Asynchrony and elasticity in surrogate optimization

I work with Professor David Bindel and Professor Christine Shoemaker on surrogate optimization. We are working on optimization of expensive black-box functions in high-dimensions when the number of evaluations are limited. The underlying objective function is approximated by a surrogate surface (interpolating surface) and we use the surrogate surface to decide where to evaluate next.The surrogate surface can for example be a weighted sum of radial basis functions with an appropriately chosen tail function.



Software packages

Professor David Bindel and I have implemented pySOT (https://github.com/dme65/pySOT), which is an asynchronous parallel surrogate optimization toolbox written in Python. pySOT has been downloaded over 18,000 times from PyPi and has been used by many research groups. I have also implemented SOT, which is a C++11 library for surrogate optimization (https://github.com/dme65/SOT)



Global optimization with additional information

I work with Professor David Bindel on global optimization algorithms with provable convergence rates. We're mainly interested in designing efficient optimization algorithms given information about the semi-norm of the objective function in the native space of a given radial basis function.


$$(A*B)\,x = d$$ $$A*B := (A_{ij} \otimes B_{ij})_{ij}$$

Structured solvers

I work with Professor Charles Van Loan and Professor Alex Townsend on structured matrix problems. We're interested in problems with Kronecker product structure, such as Khatri-Rao systems of equations, where it's possible to design fast solvers that make use of the given structure.

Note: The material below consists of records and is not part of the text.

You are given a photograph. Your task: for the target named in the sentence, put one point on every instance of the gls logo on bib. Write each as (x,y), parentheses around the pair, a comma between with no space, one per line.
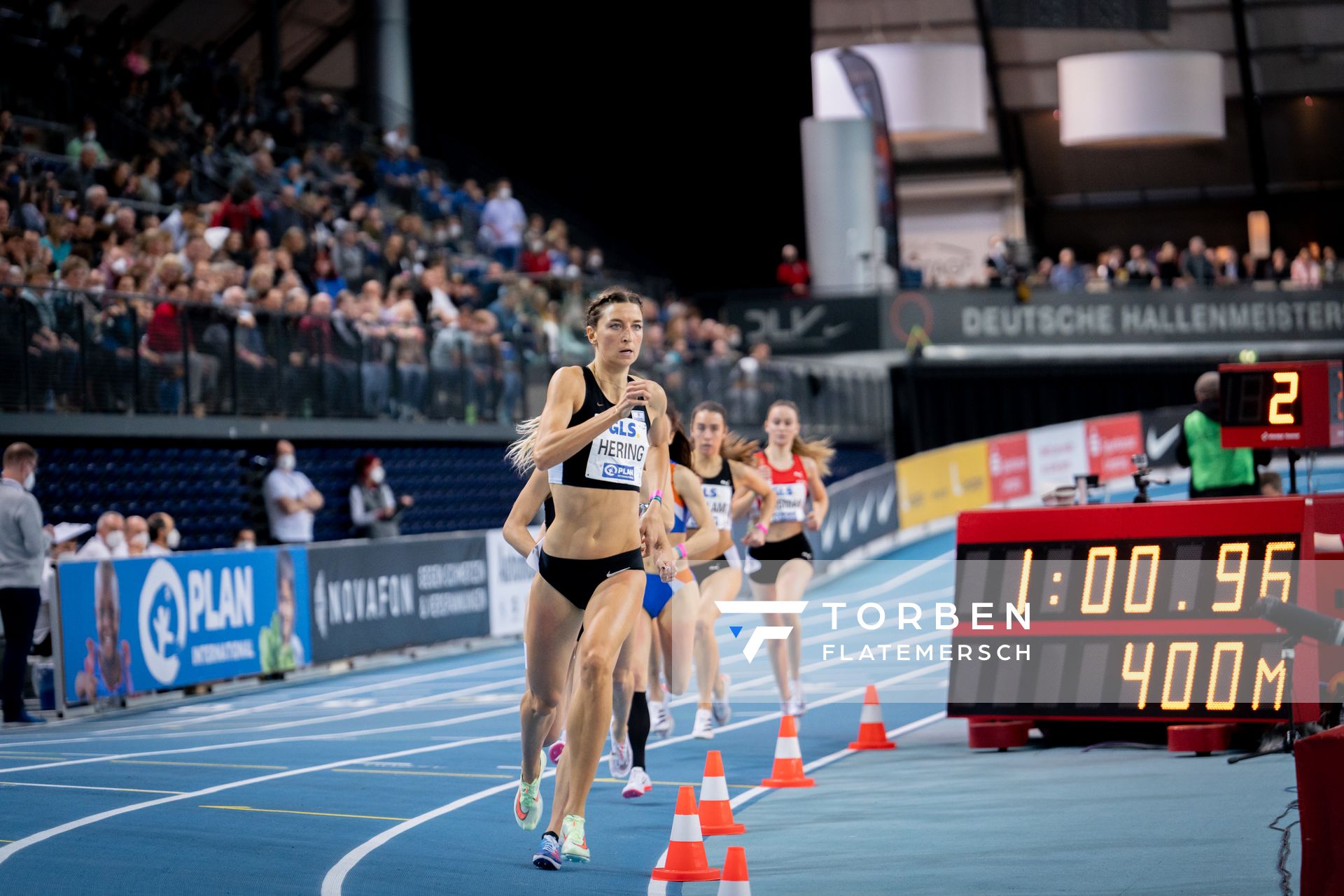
(620,472)
(617,456)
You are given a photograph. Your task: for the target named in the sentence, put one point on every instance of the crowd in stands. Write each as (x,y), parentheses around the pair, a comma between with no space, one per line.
(1198,265)
(248,250)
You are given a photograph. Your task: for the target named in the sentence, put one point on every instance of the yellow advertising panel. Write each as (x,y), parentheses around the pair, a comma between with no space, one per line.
(944,481)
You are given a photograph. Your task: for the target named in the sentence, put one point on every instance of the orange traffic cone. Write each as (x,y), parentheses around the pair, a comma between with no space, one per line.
(686,849)
(736,881)
(788,760)
(873,734)
(715,809)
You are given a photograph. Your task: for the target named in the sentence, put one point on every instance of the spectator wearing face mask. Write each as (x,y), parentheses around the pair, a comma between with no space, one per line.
(164,536)
(374,511)
(503,222)
(792,272)
(109,542)
(137,535)
(290,498)
(23,546)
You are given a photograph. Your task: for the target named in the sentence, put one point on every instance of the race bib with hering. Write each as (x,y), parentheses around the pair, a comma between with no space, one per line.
(617,456)
(790,501)
(720,498)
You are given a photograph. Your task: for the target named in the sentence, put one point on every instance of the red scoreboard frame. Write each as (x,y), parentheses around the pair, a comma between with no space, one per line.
(1132,620)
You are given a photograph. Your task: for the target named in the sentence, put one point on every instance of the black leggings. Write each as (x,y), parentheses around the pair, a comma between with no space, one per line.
(19,612)
(578,580)
(773,555)
(638,729)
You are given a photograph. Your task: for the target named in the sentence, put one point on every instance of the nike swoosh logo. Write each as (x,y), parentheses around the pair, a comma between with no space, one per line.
(1159,445)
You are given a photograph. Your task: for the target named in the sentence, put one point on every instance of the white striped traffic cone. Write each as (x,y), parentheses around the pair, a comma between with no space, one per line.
(736,880)
(873,734)
(788,760)
(715,808)
(686,859)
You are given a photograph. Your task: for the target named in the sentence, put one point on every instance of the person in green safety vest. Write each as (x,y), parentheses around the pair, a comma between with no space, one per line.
(279,645)
(1215,472)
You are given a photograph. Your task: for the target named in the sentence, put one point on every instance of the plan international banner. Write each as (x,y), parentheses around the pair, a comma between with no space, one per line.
(153,624)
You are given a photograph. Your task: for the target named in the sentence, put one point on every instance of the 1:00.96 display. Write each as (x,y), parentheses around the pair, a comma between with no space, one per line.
(1158,580)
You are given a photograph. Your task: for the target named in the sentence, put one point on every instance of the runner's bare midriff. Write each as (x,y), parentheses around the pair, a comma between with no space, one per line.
(593,523)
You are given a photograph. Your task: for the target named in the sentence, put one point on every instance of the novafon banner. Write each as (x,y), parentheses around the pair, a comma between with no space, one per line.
(1058,454)
(150,624)
(510,582)
(382,596)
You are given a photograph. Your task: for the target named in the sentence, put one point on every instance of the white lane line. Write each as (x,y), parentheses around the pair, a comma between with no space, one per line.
(679,701)
(909,575)
(118,790)
(89,820)
(268,707)
(335,879)
(274,741)
(10,849)
(819,638)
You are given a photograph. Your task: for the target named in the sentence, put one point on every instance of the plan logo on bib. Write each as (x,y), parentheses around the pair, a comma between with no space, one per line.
(163,621)
(761,633)
(622,472)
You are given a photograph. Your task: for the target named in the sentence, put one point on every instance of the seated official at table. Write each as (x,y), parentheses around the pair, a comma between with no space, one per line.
(1215,472)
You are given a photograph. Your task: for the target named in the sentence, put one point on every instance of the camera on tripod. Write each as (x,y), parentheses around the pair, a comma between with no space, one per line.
(1144,477)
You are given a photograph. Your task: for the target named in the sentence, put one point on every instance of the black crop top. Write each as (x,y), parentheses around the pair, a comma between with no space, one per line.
(615,460)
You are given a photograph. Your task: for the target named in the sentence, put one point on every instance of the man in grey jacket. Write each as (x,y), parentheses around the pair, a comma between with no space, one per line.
(23,547)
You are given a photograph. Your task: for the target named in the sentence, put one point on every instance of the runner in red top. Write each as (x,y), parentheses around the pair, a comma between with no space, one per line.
(781,568)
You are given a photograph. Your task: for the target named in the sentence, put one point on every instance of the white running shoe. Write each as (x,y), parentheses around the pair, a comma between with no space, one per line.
(620,760)
(527,804)
(573,840)
(704,724)
(720,706)
(638,785)
(662,720)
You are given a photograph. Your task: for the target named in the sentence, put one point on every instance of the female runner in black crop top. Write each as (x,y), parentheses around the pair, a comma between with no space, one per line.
(603,438)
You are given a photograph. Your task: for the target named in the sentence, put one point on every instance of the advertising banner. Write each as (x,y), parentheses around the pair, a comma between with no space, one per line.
(1058,454)
(806,326)
(1009,468)
(510,580)
(944,481)
(384,596)
(1161,433)
(152,624)
(1135,317)
(863,507)
(1112,441)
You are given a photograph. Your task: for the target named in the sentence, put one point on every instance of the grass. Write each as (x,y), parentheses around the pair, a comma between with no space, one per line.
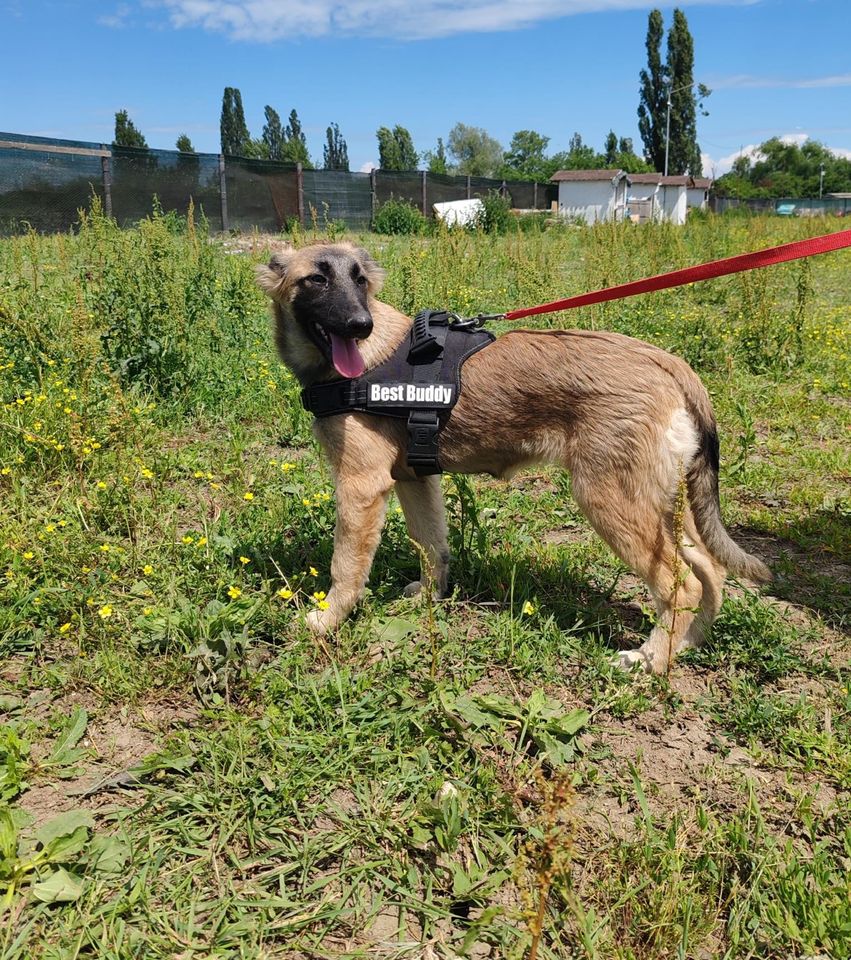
(184,772)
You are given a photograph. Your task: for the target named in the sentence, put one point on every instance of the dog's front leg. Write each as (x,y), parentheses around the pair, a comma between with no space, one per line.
(425,515)
(361,506)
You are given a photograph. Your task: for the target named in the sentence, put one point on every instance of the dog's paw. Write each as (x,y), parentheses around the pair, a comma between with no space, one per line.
(637,660)
(319,622)
(415,589)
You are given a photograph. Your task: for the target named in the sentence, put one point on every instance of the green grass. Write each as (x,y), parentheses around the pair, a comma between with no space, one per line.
(185,772)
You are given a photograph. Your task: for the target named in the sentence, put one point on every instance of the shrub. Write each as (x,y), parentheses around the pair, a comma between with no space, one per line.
(399,217)
(495,216)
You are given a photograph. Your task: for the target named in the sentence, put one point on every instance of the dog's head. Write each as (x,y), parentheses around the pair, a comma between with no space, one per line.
(322,296)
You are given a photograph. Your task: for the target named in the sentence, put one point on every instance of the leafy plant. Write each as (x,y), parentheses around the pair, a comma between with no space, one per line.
(398,217)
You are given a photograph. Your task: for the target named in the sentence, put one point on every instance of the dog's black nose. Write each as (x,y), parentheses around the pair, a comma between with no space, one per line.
(359,326)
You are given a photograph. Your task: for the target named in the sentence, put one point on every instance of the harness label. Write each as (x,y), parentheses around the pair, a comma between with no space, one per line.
(411,394)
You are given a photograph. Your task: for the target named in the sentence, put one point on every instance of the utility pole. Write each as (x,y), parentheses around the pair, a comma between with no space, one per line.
(686,86)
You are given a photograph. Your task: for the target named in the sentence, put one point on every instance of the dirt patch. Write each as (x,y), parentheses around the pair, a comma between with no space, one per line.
(117,739)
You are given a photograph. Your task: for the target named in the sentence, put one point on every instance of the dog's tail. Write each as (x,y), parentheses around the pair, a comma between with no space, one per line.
(705,502)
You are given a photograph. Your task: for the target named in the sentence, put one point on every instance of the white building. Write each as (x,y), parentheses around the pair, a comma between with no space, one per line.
(596,195)
(654,196)
(592,195)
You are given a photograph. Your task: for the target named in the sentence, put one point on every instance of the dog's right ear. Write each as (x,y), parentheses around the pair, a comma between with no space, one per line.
(272,277)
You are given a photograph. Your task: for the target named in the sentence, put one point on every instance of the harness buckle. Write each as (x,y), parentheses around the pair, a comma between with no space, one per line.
(423,428)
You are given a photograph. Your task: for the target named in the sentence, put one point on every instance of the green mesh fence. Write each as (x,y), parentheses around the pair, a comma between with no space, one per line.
(337,196)
(45,182)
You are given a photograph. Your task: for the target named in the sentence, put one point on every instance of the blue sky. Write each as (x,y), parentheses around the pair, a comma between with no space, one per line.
(776,68)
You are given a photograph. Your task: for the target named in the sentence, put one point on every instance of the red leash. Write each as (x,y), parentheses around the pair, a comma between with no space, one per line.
(705,271)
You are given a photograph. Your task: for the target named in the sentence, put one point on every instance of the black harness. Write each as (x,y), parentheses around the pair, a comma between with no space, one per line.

Scalable structure exploiting inference methods

I work with Professor David Bindel, Professor Andrew Wilson, and Kun Dong on scalable inference for Machine Learning. The log marginal likelihood under a Gaussian process is given by

$$\begin{align} \log p(y|X) = &-\frac{1}{2}y^T\alpha \\ &-\frac{1}{2}\log |K + \sigma^2 I| \\ &-\frac{n}{2}\log 2\pi \end{align}$$
where $K_{ij} = k(x_i, x_j)$ is the kernel matrix and $\alpha = (K + \sigma^2 I)^{-1}y$. Optimizing over the log marginal likelihood is expensive, since the standard way of evaluating $\log |K + \sigma^2 I|$ exactly involves computing the Cholesky factorization of $K + \sigma^2 I$, making each iteration $\mathcal{O}(n^3)$. This is too expensive for scalable inference methods with billions of data points, so we are interested in cheap but robust approximation schemes.